Table 3. Top 10 up- and top 10 downregulated DAPs in AC16 and SH-SY5Y cells exposed to HS and thapsigargin.
Table 4. Top 10 up- and top 10 downregulated DAPs in AC16 cells exposed to TTRWT and mutant TTRs.
Figure 5. Cells exposed to pathologically associated destabilized TTR exhibit mutation-specific changes in chromatin signatures resolved by pre-incubation with tafamidis. (A) SH-SY5Y and AC16 cells were exposed to TTRWT, highly destabilized TTRL55P and cardiomyopathy-associated TTRV122I at physiological concentrations (0.2 mg/mL). Forty-eight hours later, gDNA was isolated and ATACseq was performed. In parallel, recombinant proteins were pre-incubated with tafamidis (taf) to control for changes due to misfolded forms of the protein. (B) Comparison of promoter region-associated DAPs unique to and shared between AC16 cells exposed to wild-type (TTRWT), cardiomyopathy-associated (TTRV122I) or highly destabilized (TTRL55P) TTR variants.
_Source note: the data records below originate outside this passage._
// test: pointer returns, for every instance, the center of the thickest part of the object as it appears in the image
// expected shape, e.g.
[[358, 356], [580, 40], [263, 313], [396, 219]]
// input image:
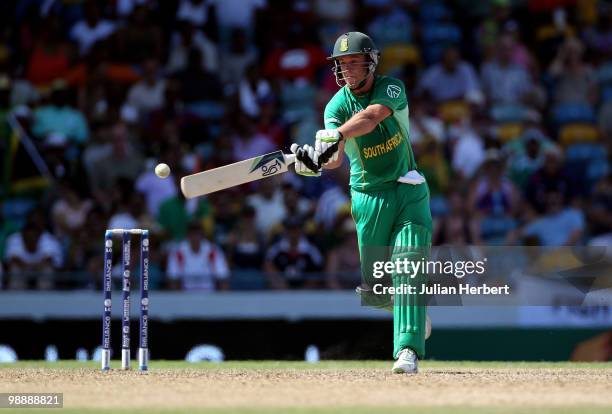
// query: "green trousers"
[[396, 223]]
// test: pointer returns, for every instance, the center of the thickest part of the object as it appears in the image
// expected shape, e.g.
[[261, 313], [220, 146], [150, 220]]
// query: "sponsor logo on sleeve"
[[394, 91]]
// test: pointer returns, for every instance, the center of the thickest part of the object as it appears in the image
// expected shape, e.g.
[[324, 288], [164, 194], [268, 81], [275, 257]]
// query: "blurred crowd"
[[510, 120]]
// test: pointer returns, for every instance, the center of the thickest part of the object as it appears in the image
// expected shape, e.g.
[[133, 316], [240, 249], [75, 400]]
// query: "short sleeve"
[[391, 93], [334, 115]]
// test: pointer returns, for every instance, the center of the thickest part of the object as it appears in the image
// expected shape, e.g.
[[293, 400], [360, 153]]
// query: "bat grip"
[[326, 156]]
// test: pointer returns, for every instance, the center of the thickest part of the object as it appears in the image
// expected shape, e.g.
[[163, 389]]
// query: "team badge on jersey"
[[393, 91], [344, 44]]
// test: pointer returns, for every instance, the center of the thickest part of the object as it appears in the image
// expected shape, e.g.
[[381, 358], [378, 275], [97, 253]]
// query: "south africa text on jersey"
[[385, 147]]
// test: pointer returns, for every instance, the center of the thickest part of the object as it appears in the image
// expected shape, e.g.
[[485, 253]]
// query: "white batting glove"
[[306, 160], [325, 139]]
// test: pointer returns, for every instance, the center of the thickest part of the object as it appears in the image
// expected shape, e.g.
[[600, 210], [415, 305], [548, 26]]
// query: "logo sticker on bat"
[[268, 164]]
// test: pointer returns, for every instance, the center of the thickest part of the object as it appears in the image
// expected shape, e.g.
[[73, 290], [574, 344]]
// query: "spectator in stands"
[[559, 226], [332, 200], [252, 90], [237, 58], [129, 208], [245, 244], [140, 39], [575, 81], [526, 155], [343, 268], [197, 84], [59, 116], [32, 255], [503, 81], [598, 213], [195, 11], [296, 59], [424, 123], [237, 14], [93, 28], [50, 58], [455, 228], [196, 263], [69, 212], [268, 204], [599, 37], [551, 177], [493, 199], [124, 160], [185, 39], [467, 146], [391, 25], [451, 79], [247, 142], [291, 262], [148, 94]]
DAPs noted are those relative to naïve condition. Heatmaps depicting top 20 up- and downregulated DAPs for SH-SY5Y and AC16 cells exposed to cardiomyopathy-associated TTRV122I (C, D) and highly destabilized TTRL55P (E, F) in the absence of tafamidis. On the y-axis are DAPs occurring in promoter regions associated with protein coding genes for each noted variant relative to naïve condition. HS- and Tg-exposed samples (noted in ) are also included. The x-axis notes samples in technical duplicate. Black boxes depict DAP signature resulting from noted variant.